Just looking to see who else here run’s TrueNAS core (previously FreeNAS)
Migrated/switched over from xPenology to TrueNAS the last couple of days, had major problems, leading to me nearly loosing all our personal photos/documents etc on the xPenology, got it copied off, rebuild system as TrueNAS, copied back… interesting enough during the copy back picked up I had 2 bad SATA controllers, but TrueNAS handled that easy enough, moved drive to a different controller and it resilvered the drive all while I was copying more data… (things that the xPenology environment did not allow me to do).
Thats what I was also running, then had a drive start dying on my, pulled it, replaced and as the rebuild start it failed, zero’d the drive, tried again, it did the same thing, but now it caused a problem on a 2nd HDD’s leading to the volume crashing.
Rebooted the server, and it came back, and it’s been on ICU status since.
The way xPenology handled all of this, and the restriction of where a drive sits, and have to sit, (cast in stone) → Problem.
Well rebuild server as a TrueNAS and it seems the problem was not the HDD’s but rather 2 SATA ports. I had to replace the PSU 2 weeks ago, this is where everything started, server at random shut down, started it up and it was good for a couple of days, and then dead again, figured PSU is bad, so replaced that, but looks like the PSU damaged the MB/SATA ports along the line.
I did like xPenology… DSM interface was slicker, and SHR def saved my @ss, but getting to grips with TrueNAS Core quickly, rebuild my Unify Controller in a Jail quickly and same for my Plex Media Server.
I picked up (figured out that this was the problem causing xPenology crashing the volume) the bad Sata ports while copying the data (from backups back onto the TrueNas) and got to say all I had to do was shut down the NAS, move the HDD to another port and bring it back, I for safety sake also swopped out to another spare HDD, TrueNAS did not skip a beat, it came back said degraded pool, click on wheel, go repair and it did the resolver all I continued to copy data (come xPenology) can learn a thing or 2 here.
This is probably not at all the same thing. But. I’ve used Linux’s soft mirroring for years to build RAID1 devices. And then occasionally one of the drives would fail, monitoring would pick it up, and we’d just soft-remove (mdadm) the drive and add it back in, forcing a rebuild. Quite frequently the issue was a bad read, and the moment you rebuild the array, a write operation happens to the same sector and the drive firmware swaps out the bad sector.
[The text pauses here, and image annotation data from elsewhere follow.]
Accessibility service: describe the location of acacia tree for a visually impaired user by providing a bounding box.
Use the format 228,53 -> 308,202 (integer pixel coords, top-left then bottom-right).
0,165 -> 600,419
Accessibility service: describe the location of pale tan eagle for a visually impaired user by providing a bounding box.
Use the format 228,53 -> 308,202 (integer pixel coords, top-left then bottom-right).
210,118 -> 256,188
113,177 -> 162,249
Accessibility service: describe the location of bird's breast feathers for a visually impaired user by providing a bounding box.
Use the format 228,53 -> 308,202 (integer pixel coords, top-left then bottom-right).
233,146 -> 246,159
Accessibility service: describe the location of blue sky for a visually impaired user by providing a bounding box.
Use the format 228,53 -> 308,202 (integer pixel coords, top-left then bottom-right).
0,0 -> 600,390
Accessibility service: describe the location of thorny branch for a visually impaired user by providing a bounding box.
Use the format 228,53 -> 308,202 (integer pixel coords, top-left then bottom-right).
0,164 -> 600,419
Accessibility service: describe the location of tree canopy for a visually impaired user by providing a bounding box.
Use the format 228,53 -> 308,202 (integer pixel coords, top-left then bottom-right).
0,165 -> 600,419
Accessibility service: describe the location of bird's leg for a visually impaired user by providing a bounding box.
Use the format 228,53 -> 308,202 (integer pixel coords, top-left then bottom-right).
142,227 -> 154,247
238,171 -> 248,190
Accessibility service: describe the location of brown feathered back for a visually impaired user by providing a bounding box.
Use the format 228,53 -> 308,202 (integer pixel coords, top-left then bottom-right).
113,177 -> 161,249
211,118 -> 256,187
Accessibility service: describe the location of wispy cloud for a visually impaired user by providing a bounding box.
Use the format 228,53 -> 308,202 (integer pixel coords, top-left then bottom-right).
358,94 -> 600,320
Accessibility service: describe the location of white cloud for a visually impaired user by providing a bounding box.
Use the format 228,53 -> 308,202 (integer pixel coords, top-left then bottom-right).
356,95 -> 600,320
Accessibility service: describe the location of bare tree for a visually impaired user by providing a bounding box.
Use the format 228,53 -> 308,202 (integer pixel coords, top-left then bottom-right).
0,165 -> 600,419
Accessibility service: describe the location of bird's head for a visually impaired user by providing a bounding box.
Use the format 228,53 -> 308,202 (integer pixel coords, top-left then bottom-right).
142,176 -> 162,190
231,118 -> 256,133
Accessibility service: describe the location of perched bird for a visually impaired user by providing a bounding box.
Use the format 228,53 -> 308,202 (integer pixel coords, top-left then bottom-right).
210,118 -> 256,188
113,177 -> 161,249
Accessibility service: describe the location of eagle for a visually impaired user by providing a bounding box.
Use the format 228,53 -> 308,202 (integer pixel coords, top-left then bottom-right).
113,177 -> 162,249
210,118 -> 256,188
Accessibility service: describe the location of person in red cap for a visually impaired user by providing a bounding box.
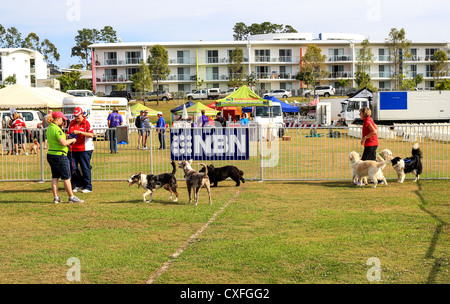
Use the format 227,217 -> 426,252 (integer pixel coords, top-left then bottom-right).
46,111 -> 84,204
68,107 -> 94,193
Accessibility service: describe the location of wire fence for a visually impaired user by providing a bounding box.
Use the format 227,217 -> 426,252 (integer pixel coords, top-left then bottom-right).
0,124 -> 450,181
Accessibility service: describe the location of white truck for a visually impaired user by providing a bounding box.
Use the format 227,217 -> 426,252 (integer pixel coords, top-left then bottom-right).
62,96 -> 131,137
340,91 -> 450,125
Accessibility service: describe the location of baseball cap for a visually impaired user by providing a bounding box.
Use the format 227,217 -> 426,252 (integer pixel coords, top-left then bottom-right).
52,111 -> 67,120
73,107 -> 83,116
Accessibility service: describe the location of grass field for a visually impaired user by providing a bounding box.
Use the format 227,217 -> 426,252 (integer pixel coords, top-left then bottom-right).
0,180 -> 450,284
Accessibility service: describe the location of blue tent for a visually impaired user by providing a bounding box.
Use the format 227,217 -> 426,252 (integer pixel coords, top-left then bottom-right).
170,101 -> 194,113
242,96 -> 299,113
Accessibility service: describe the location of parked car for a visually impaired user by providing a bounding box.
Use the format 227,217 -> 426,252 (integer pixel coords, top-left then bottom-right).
303,85 -> 336,97
264,89 -> 292,98
145,91 -> 173,101
105,91 -> 131,101
0,110 -> 44,129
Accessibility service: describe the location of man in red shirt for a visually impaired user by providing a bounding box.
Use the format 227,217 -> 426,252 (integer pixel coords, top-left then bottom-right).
11,113 -> 28,155
359,108 -> 378,161
68,107 -> 94,193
Bad sectors are only swapped on write. Cannot be swapped on read. And the drive maintains this block mapping and you know nothing about it. Every hard drive is made with a certain number of spare sectors, and it swaps them out automatically over the lifetime of the drive. On a write operation.
But then this one day I had a massive problem. I could not rebuild the array, because there was a second read-error on the “healthy” drive, in another part of the disk. It took me the better part of a day, but I eventually found the block number of the bad sector (after jumping through several hoops, including the logical volume mapping). Then did more magic (all with the help of google, I hope I never have to do it again) to find out what file was stored on that block.
There was no data on that block. My raid-rebuild was failing because of a bad read operation on an unused block.
So I used the dd tool and I wrote a single 512-byte block to that block. The write caused the firmware to swap out the block. Then I rebuilt the array. It succeeded.
my car i rotated drives over those 2 bad ports and kept on having the problem pop up, eventually moved the drives vdev’s to another port and no errors on drive, resulting in my final assumption… ports are “sick”
I ordered a Sata expander card, the Vantec, 6 port, 4 channel, but talking to shop, going to skip on that and rather replace the MB, cost the same… never now what else is damaged on the board.